I was chatting, a while ago, to an IT lecturer was pondering how he was going to structure his course the following year. He had just been assigned, for the first time, to teach the C programming language to undergraduates.
I commiserated with him, and explained the facts of life as I understand them:
IT undergraduates have lecturers they like and lecturers they hate. They hate the lecturers who first teach them C.
This isn’t so much a theory as a working hypothesis. My sample size is only small. (I welcome additional data points as comments from people who have received formal tuition in C, whether they liked or hated their C lecturer. Self-selection bias be damned… and the false dilemma you rode in on.)

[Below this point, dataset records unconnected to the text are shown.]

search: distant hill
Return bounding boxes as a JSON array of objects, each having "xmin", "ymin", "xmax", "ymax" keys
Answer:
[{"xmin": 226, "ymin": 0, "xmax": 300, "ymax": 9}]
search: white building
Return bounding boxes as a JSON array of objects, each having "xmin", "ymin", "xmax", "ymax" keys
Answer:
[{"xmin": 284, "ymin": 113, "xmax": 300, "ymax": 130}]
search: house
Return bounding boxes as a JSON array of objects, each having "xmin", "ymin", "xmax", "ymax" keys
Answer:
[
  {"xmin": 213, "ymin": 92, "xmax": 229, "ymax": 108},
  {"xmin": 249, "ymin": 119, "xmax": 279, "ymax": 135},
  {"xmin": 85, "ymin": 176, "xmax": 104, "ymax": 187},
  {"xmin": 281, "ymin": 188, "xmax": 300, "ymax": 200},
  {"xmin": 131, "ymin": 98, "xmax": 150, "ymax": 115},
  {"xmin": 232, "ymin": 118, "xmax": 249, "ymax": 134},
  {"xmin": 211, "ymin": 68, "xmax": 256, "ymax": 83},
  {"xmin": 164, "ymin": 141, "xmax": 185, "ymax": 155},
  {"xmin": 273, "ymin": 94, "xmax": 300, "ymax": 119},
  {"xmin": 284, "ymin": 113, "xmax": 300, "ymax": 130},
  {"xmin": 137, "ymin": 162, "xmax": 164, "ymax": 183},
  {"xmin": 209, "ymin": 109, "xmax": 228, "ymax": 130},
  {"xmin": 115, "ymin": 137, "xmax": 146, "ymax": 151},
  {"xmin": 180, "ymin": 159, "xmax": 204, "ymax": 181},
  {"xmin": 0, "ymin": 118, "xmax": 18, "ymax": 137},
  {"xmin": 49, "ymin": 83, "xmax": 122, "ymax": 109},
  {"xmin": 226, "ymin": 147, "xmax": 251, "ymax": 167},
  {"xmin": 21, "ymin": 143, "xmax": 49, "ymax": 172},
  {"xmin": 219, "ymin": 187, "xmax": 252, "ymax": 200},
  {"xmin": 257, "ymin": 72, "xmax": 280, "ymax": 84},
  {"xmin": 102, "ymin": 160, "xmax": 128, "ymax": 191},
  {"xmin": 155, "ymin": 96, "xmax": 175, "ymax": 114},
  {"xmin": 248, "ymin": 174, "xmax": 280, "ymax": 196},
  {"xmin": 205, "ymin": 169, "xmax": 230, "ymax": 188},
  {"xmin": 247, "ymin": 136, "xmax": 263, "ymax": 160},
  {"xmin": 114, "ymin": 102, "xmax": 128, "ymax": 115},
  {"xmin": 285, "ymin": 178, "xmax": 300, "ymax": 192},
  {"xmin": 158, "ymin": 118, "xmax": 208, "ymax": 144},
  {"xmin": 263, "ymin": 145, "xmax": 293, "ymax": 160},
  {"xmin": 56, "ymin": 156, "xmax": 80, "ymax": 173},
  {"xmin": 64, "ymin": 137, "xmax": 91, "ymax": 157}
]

Of course, correlation doesn’t prove causality. There could be other good reasons – perhaps the worst lecturers tend to get assigned to the C language. The lecturer I was chatting to seemed a counter-example; I had had him previously as a lecturer and tutor, and he was fine at both.
I suspect the reason for this is that undergraduates themselves correlate having a frustrating time learning the language with the wrong cause: they blame the lecturer.
I don’t think there is anything the lecturers can do – they just have to live with being hated.
The C-afficionados in the audience should note: I haven’t attacked the power or utility of the C language. I am not saying it shouldn’t be used. I am just talking about the difficulty for undergraduates to pick up the concepts. I am not taking sides in a religious language war here, you poor deluded fools.
I should also note that I didn’t dislike my C lecturer because of some mistaken transference of frustration. I disliked him for genuine reasons, but that will be in a post coming soon.